HUESCA, 25 (EUROPA PRESS) El juzgado de Primera Instrucción número 2 de Huesca ha autorizado la venta de la empresa repostera Mildred a la multinacional griega Vivartia, que pagará 8.150.000 euros por las instalaciones y la maquinaria de la fábrica oscense. A partir de ahora se inicia un período de 45 días para hacer efectiva la compraventa. De esta forma, el auto judicial da el visto bueno a esta compra y suspende la subasta de Mildred. En dicho auto, fija un plazo de 45 para hacer efectiva esa operación, siempre y cuando la administración concursal de Mildred y Vivartia no lleguen a un acuerdo distinto. La secretaria provincial de Comisiones Obreras (CC.OO.) en Huesca, Arancha García Carpintero, explicó que "lo único que hay hasta ahora es el visto bueno del juez y en su auto incorpora todos los documentos recibidos de una parte muy importante de los acreedores ya que, prácticamente, todos han dado el visto bueno a esta compraventa". El juez recoge una de las condiciones que la multinacional griega estableció en su oferta de compra por la que no se compromete con la plantilla que tenía la pastelera de Huesca y deja constancia de la solicitud a la Seguridad Social de un certificado de garantía de no responsabilidad. "Jurídicamente no tiene ningún compromiso, esa plantilla fue extinguida hace casi dos años y no tiene ninguna responsabilidad. A esto no le veo mayor problema, espero que la Seguridad Social en breve plazo de ese certificado en el que se establece que no hay sucesión ni responsabilidad", dijo García Carpintero, que precisó que 200 de los 400 ex trabajadores continuarían en situación de desempleo.

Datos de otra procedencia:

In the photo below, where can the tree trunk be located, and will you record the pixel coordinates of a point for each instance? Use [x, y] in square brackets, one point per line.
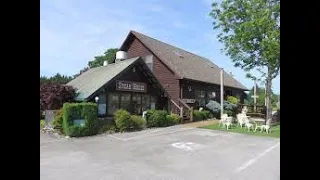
[268, 97]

Por otra parte, hay que resaltar que Vivartia, en ningún momento se ha comprometido a reabrir la fábrica, algo que no preocupa a García Carpintero, que confía en que dicho compromiso lo adquirirá "cuando en negociaciones con el Gobierno de Aragón se pueda beneficiar de bonificaciones por creación de empleo". Añadió que "no tiene ninguna obligación de plantear un compromiso, pero cuando uno se compra un coche es para hacer kilómetros y cuando uno compra una empresa será para producir, no creo que nadie invierta 8 millones de euros para mantener las puertas cerradas".